The Boyhood of Robert Smalls

This week is a full-time, writing-intensive drive to finish the draft of "The Road to Frogmore." While I'm busy with that, I'll be posting a 5-part story of a South Carolina slave who played a crucial role in the Civil War. Robert Smalls is not a major character in any of my South Carolina books, but he appears in every one of them.

The Story of Robert Smalls

Robert Smalls had an unusual upbringing for a slave.  As the son of a much-favored black kitchen-slave and a never-identified white man, little Robert soon became something of a family pet of the Henry McKee family of Beaufort.  He grew up in their household, played with their children, and shared their lessons, even though it was illegal to teach a slave to read in South Carolina.

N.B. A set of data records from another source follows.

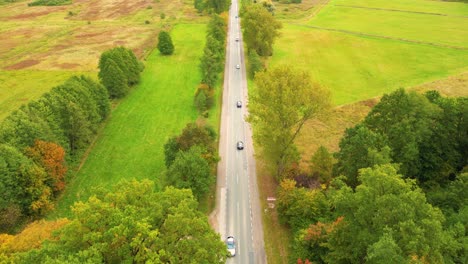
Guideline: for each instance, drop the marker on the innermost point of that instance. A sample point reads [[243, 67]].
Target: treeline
[[33, 142], [190, 159], [211, 63], [50, 2], [392, 194], [39, 139], [132, 223], [216, 6]]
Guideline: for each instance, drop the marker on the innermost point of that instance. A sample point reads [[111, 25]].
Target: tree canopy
[[134, 224], [284, 100]]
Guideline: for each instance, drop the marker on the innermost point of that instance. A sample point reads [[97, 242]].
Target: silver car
[[231, 245]]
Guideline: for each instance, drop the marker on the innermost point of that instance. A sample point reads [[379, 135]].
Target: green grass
[[20, 87], [421, 27], [356, 68], [131, 144], [429, 6]]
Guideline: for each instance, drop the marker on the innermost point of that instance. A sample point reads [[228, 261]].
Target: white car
[[231, 245]]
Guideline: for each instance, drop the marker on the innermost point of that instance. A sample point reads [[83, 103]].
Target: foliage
[[134, 224], [50, 2], [192, 135], [35, 140], [300, 207], [51, 157], [284, 100], [260, 29], [321, 164], [190, 170], [212, 61], [118, 69], [360, 148], [165, 45], [255, 63]]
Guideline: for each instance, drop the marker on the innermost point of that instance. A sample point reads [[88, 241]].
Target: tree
[[406, 120], [255, 63], [285, 99], [165, 45], [113, 78], [133, 223], [51, 157], [360, 148], [191, 171], [385, 204], [260, 29], [321, 164], [299, 207]]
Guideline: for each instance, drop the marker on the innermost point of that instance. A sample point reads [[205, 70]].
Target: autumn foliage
[[51, 157]]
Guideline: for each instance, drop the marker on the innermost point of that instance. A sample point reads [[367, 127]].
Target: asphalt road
[[239, 213]]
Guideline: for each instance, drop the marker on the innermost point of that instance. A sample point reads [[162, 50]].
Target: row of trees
[[211, 62], [394, 190], [190, 158], [34, 140], [37, 140], [119, 69], [131, 224]]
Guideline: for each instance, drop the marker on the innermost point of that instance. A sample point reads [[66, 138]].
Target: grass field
[[131, 144], [42, 46], [355, 68]]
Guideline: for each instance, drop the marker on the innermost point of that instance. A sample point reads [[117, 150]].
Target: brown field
[[58, 41]]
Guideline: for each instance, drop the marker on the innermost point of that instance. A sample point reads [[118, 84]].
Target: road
[[238, 207]]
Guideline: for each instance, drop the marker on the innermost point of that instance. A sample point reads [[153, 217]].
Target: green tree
[[113, 78], [255, 63], [260, 29], [385, 204], [134, 224], [360, 148], [191, 171], [165, 45], [284, 100], [406, 120], [321, 164]]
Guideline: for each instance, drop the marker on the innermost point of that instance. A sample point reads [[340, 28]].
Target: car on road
[[231, 245], [240, 145]]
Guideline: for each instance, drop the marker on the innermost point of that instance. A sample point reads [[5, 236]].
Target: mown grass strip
[[131, 144]]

His mother, Lydia, worried that her son would grow up not realizing that in the eyes of the law he was still a slave.  Because she wanted him to understand the meaning of slavery, she used to take him down to the Arsenal on Saturday mornings and force him to witness the public slave beatings that took place there.  When he became a bit older, she sent him to live for a time with the field slaves on the McKee’s Ashland Plantation.

“I’m not gonna hoe cotton for a living, Mama. Why do I have to go live out there?”

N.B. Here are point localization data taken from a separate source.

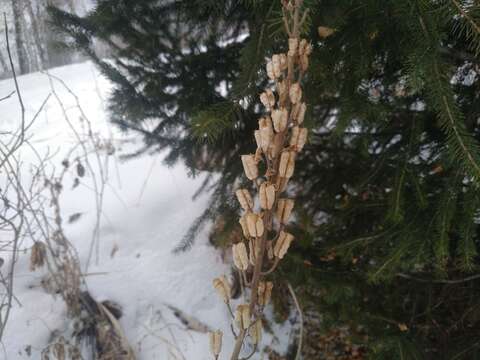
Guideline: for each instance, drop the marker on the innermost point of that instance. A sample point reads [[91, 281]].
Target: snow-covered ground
[[147, 209]]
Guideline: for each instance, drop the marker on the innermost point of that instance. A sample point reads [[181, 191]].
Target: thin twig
[[300, 313]]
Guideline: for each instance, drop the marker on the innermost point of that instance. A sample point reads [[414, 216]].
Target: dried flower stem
[[280, 138]]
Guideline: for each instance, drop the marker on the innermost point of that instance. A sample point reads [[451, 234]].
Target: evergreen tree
[[387, 214]]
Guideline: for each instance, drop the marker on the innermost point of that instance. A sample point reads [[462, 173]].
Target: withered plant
[[280, 137]]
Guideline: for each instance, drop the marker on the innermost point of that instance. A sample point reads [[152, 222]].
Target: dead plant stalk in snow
[[279, 139]]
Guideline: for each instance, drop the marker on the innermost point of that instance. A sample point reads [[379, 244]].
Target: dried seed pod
[[242, 317], [258, 139], [250, 166], [264, 292], [280, 119], [277, 67], [270, 250], [295, 93], [223, 288], [287, 164], [254, 224], [304, 62], [270, 72], [281, 184], [216, 342], [283, 61], [256, 332], [299, 111], [240, 256], [267, 98], [282, 92], [298, 138], [244, 198], [38, 255], [292, 47], [243, 224], [304, 48], [325, 32], [283, 243], [266, 133], [284, 210], [254, 251], [267, 195]]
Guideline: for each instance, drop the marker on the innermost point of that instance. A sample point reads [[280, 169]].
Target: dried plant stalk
[[280, 137]]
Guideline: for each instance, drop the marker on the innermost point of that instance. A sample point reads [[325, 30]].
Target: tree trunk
[[21, 53], [36, 35]]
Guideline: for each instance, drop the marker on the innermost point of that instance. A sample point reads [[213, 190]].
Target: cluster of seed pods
[[279, 138]]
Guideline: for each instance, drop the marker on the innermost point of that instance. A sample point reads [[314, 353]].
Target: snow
[[146, 211]]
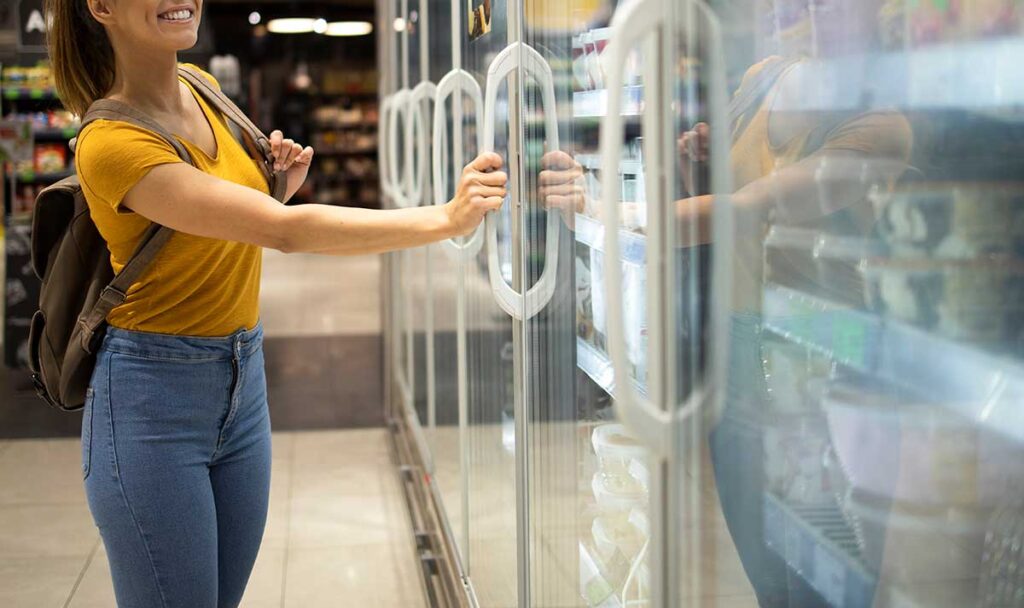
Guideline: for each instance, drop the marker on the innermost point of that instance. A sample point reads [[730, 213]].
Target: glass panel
[[445, 273], [491, 438], [589, 477], [866, 448]]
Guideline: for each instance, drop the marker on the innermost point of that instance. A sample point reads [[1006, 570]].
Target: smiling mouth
[[180, 15]]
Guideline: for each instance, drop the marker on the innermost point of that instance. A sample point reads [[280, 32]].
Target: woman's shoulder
[[202, 73]]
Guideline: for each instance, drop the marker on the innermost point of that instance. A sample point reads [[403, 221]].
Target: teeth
[[177, 15]]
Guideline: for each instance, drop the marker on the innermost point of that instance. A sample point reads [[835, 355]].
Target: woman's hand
[[291, 158], [481, 188], [561, 185]]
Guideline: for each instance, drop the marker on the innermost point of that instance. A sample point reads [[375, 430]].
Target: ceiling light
[[349, 29], [291, 26]]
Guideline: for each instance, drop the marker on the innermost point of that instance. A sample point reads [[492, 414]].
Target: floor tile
[[96, 589], [42, 471], [47, 530], [38, 581], [267, 579], [378, 575]]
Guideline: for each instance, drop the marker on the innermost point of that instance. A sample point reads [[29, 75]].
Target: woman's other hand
[[561, 185], [481, 188], [291, 158]]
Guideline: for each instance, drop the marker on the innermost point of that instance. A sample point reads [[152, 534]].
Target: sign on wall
[[32, 26]]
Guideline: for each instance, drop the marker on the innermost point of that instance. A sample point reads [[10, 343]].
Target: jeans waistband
[[242, 343]]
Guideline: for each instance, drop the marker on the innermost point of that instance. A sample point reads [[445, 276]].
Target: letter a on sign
[[36, 23]]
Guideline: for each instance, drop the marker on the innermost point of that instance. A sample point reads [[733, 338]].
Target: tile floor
[[337, 533]]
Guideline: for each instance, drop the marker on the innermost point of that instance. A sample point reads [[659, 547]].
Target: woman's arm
[[180, 197]]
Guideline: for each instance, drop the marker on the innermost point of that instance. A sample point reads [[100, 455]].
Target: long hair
[[81, 54]]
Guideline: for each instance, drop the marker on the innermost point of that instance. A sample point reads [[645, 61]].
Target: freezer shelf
[[817, 545], [971, 75], [633, 247], [984, 387], [595, 103]]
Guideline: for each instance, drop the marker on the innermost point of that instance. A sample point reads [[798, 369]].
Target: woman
[[176, 435]]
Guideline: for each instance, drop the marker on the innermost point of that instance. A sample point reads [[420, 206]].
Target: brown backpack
[[72, 259]]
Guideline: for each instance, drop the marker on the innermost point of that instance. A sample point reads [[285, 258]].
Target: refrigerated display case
[[749, 328]]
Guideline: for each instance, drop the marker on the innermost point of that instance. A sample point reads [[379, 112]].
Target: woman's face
[[159, 25]]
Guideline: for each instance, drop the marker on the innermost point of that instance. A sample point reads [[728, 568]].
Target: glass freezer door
[[855, 167], [592, 483]]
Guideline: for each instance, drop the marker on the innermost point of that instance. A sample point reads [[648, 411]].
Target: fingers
[[275, 138], [485, 162], [496, 178]]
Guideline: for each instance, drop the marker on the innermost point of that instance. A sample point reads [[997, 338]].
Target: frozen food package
[[970, 300], [597, 292], [635, 317]]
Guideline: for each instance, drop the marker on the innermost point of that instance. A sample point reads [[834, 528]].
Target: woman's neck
[[147, 82]]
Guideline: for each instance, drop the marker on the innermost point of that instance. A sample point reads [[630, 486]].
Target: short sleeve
[[112, 157]]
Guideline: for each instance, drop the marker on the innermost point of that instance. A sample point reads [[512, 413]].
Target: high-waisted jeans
[[176, 461]]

“I wants you to understan’ how mos’ black folk be livin’ der lives,” she told him.  “Massa McKee ain’t always gonna be ‘round to protects you, and when you not under his wing, you jis’ be ‘nother slave to mos’ folks. You needs to learn to survive on de plantation, and  you needs to feel a few blisters on yo’ hands. Den if’n you hasta live dat life fo’ real, you be gonna know how to survive.”

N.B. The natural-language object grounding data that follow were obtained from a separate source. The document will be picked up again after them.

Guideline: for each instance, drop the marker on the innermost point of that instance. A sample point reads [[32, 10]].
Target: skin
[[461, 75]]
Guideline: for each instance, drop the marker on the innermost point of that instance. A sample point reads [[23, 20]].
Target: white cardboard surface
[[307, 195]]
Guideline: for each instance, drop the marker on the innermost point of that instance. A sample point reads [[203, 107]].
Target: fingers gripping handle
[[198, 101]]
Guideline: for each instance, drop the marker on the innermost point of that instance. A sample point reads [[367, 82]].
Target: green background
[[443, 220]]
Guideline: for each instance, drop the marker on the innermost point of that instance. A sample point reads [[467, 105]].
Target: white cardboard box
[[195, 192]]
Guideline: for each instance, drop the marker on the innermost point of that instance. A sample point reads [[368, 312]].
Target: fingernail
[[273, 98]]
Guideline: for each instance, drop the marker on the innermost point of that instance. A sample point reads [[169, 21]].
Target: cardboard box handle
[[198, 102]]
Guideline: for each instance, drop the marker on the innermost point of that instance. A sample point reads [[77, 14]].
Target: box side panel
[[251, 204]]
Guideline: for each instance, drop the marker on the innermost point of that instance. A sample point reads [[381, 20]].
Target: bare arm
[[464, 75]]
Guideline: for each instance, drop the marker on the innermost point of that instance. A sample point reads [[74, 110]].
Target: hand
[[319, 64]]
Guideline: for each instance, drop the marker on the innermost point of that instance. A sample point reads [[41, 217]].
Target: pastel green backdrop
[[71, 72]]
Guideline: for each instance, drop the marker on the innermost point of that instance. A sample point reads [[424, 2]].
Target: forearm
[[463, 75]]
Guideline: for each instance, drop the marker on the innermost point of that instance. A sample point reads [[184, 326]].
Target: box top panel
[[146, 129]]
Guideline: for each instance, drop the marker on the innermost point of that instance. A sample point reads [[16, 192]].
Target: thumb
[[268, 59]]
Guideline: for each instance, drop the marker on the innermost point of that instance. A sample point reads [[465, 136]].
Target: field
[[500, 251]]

In the end, Robert did not stay at Ashland long enough to see his blisters turn into calluses, but he saw enough to convince him that he never wanted to earn his living as a cotton slave.  Instead, he appealed to Henry McKee to help him find a job on a boat. The young mulatto slave worked on ships in Charleston Harbor from the time he was twelve.  In many ways, Lydia Smalls’ fears for her son were justified. He came to understand the evils of slavery all too well, but he would always have trouble applying the slave label to himself. He knew he was different, and he chose to emphasize that difference. He grew up to be willful and headstrong, firmly believing that he could have whatever he wanted.  It was a dangerous attitude for any young man, let alone a South Carolina slave.